High-level system view¶

flowchart TD
    User([User / CI Pipeline]) -->|chat or REST| API[FastAPI<br/>Agent REST + WebSocket]
    API --> Router[Router<br/>intent classifier]
    Router --> Planner[Planner<br/>tool selection]
    Planner --> Executor[Executor<br/>tool invocation]
    Executor --> Reflector{Reflector<br/>continue?}
    Reflector -->|loop| Planner
    Reflector -->|done| Responder[Responder<br/>format reply]
    Responder --> User

    Executor -.commits.-> GitOps[(infra-provisioning<br/>Git repository)]
    GitOps -.reconciles.-> Flux[Flux Controllers<br/>Kustomize + Helm]

    Flux --> NS[K8s Namespace<br/>via Kustomize]
    Flux --> CAPI[Cluster API<br/>CAPV / Metal3]
    Flux --> Job[Ansible Job<br/>bare-metal / VM]

    Executor -.events.-> NATS[(NATS JetStream<br/>3 streams)]
    Executor -.state.-> PG[(PostgreSQL<br/>13-state machine)]
    Executor -.traces.-> LF[(LangFuse)]

    style API fill:#e3f2fd
    style GitOps fill:#fff3e0
    style PG fill:#f3e5f5

Four layers¶

1. Conversational layer (FastAPI + LangGraph)¶

The agent is a LangGraph state machine with five nodes:

Node	Responsibility
Router	Classify user intent (provision / release / extend / diagnose / query / chat).

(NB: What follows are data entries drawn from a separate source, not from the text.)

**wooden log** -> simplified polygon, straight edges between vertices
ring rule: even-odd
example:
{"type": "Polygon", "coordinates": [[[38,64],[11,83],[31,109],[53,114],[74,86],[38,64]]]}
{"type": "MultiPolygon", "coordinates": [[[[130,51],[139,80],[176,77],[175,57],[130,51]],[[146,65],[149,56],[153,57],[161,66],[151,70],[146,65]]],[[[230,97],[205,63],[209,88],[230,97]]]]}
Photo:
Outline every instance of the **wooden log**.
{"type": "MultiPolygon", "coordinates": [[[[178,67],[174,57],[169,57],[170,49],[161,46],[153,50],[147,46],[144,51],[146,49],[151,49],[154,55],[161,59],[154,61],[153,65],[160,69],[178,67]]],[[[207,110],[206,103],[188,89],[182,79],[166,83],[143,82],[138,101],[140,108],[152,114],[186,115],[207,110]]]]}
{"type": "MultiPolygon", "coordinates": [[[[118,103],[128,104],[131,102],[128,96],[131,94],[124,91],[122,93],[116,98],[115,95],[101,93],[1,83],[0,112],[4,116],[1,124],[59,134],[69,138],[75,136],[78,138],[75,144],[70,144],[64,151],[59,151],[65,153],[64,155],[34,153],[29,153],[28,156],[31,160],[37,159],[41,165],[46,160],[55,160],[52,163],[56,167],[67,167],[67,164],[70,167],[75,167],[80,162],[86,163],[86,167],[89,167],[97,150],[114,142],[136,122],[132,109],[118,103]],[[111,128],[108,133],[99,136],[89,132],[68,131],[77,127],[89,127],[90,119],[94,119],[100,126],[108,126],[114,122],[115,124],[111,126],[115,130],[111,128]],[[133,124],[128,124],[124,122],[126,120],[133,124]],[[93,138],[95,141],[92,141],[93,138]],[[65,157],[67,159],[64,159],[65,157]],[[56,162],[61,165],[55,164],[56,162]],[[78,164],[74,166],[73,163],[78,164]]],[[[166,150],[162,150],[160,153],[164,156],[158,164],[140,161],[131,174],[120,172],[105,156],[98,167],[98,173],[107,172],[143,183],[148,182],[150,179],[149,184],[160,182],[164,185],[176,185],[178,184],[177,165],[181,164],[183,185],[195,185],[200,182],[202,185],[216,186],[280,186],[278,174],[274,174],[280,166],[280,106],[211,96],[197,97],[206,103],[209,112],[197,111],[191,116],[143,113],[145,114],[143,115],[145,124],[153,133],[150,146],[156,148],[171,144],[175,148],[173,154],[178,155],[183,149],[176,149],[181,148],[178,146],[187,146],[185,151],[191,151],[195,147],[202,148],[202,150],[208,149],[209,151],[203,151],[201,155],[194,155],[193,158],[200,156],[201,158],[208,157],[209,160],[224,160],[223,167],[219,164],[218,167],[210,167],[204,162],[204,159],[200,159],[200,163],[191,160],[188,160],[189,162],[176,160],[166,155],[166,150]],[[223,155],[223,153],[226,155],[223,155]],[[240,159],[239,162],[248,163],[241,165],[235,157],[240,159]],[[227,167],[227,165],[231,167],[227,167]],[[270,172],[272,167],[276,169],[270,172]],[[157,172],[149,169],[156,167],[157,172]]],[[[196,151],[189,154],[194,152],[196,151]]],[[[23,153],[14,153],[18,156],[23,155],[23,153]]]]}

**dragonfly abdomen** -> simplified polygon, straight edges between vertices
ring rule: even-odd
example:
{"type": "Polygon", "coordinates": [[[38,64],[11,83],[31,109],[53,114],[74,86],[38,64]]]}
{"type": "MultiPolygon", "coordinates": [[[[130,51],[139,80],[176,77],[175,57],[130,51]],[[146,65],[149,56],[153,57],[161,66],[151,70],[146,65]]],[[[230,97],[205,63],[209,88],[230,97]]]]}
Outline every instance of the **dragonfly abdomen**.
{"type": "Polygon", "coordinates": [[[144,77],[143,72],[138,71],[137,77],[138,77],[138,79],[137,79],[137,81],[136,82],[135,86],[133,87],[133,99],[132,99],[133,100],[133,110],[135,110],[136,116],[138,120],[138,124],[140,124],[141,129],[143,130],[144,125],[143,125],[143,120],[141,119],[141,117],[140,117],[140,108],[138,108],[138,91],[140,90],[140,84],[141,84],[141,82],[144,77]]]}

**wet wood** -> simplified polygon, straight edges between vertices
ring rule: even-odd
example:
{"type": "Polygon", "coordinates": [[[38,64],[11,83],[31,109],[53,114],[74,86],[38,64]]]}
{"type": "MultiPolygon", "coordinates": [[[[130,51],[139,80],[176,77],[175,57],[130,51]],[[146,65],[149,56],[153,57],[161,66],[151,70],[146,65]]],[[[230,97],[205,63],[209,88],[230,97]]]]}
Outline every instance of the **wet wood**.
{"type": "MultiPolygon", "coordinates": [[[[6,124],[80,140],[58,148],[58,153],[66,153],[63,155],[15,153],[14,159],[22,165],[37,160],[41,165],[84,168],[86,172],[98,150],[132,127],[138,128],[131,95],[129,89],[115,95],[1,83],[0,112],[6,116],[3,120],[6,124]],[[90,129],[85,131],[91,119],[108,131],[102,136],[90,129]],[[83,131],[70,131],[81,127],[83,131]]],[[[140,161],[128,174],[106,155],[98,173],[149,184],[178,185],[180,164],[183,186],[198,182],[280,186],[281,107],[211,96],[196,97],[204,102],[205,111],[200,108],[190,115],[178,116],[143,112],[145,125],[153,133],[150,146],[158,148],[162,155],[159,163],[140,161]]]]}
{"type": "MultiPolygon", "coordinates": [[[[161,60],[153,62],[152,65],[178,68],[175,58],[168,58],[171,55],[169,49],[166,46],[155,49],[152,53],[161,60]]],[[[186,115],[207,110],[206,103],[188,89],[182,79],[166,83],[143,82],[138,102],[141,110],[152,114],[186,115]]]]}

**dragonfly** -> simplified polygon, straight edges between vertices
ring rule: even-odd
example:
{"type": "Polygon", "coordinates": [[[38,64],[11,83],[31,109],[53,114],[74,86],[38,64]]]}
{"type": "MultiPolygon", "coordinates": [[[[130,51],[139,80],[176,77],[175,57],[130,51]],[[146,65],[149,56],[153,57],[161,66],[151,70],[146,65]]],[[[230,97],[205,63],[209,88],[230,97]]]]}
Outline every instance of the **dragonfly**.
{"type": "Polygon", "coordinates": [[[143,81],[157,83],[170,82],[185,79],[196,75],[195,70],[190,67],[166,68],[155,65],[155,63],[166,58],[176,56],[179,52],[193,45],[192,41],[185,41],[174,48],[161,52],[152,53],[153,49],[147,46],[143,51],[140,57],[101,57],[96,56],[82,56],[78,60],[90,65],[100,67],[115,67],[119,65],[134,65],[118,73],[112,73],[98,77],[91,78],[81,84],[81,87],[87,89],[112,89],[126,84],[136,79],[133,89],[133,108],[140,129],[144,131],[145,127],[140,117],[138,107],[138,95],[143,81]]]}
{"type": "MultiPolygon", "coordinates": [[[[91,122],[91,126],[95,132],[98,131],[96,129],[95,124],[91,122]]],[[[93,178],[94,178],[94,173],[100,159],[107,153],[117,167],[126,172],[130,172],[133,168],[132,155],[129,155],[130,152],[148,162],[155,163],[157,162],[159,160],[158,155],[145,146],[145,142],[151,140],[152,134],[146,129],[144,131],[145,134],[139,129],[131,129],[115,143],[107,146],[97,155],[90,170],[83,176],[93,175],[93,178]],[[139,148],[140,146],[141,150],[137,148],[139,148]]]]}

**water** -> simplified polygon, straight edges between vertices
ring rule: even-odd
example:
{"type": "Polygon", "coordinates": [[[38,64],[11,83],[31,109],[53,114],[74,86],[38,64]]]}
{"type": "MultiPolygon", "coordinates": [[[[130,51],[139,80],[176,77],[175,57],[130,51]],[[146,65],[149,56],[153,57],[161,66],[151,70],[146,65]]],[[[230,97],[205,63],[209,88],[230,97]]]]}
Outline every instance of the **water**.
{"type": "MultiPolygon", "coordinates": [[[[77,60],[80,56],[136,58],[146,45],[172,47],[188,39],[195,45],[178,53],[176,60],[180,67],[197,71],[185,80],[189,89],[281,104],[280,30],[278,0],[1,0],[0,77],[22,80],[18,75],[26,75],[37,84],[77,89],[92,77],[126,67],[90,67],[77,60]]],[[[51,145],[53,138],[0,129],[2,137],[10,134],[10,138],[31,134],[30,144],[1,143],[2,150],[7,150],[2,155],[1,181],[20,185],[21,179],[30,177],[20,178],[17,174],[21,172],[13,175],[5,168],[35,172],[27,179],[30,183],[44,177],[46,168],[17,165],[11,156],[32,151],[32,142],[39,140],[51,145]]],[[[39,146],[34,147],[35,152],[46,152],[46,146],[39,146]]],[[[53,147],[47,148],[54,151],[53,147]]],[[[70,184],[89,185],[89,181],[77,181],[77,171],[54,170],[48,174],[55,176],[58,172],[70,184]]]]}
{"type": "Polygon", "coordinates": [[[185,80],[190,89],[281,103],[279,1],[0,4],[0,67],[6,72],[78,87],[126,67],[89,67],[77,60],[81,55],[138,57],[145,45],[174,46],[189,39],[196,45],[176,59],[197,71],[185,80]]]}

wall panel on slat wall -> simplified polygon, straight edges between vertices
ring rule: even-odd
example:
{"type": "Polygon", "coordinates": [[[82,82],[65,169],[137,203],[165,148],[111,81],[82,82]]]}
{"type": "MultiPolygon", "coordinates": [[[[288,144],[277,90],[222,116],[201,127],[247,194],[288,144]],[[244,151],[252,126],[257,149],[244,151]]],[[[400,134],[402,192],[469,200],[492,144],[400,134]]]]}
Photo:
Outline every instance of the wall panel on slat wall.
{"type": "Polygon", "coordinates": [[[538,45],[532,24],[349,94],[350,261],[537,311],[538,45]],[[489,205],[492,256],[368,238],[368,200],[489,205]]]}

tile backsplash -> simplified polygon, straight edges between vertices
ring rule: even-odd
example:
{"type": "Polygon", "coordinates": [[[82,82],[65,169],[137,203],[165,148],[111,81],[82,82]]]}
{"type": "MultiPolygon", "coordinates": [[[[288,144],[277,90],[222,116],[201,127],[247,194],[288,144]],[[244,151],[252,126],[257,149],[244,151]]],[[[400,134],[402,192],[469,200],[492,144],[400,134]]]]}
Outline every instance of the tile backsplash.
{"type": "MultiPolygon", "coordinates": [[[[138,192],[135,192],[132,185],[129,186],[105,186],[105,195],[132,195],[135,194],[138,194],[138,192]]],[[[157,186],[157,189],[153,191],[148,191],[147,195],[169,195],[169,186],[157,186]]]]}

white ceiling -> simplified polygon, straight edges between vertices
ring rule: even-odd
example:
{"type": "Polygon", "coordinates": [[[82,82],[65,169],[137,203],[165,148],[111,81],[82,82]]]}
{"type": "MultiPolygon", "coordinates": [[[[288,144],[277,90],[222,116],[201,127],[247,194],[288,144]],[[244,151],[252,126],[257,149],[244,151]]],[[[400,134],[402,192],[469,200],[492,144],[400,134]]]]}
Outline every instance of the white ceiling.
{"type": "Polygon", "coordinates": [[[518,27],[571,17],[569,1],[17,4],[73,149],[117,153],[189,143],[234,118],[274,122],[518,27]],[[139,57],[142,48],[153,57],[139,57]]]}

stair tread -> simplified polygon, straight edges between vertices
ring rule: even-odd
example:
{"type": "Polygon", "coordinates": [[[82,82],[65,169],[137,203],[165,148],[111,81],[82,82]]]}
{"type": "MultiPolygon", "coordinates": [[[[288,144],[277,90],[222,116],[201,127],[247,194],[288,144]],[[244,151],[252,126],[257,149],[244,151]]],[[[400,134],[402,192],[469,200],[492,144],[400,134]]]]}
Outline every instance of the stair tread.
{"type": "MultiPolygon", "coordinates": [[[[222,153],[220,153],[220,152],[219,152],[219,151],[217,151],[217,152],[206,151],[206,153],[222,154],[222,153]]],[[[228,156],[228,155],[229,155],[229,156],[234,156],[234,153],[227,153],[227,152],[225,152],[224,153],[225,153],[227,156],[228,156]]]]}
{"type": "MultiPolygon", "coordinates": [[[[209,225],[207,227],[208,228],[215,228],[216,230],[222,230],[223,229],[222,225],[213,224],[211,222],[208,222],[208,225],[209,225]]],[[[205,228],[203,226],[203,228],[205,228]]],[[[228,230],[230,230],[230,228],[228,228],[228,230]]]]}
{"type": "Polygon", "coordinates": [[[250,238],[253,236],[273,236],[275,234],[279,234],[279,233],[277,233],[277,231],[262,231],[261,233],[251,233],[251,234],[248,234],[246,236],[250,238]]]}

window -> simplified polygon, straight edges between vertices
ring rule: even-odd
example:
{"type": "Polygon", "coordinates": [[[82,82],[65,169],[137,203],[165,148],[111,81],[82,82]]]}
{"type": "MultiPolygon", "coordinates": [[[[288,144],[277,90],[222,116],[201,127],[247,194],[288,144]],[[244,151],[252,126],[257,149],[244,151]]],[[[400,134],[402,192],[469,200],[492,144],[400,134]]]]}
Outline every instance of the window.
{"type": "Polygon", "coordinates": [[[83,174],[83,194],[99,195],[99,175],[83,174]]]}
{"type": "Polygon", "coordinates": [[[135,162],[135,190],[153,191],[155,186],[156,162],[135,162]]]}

Fast keyword matcher with LLM fallback for ambiguous cases.
Planner	Decide which tools to invoke. Hybrid: deterministic for well-known intents, LLM-driven for free-form queries.
Executor	Run the tools. 30 total tools; only 19 are exposed to the LLM (the other 11 — GitOps writes, namespace deletion, secret encryption, NATS events — are reserved for the deterministic provisioner to prevent hallucinated infrastructure changes).
Reflector	Decide whether to loop back to planner or proceed to responder. Hard cap at 20 iterations.
Responder	Format the final response.

State is persisted to PostgreSQL via langgraph-checkpoint-postgres so a killed agent pod resumes mid-flight.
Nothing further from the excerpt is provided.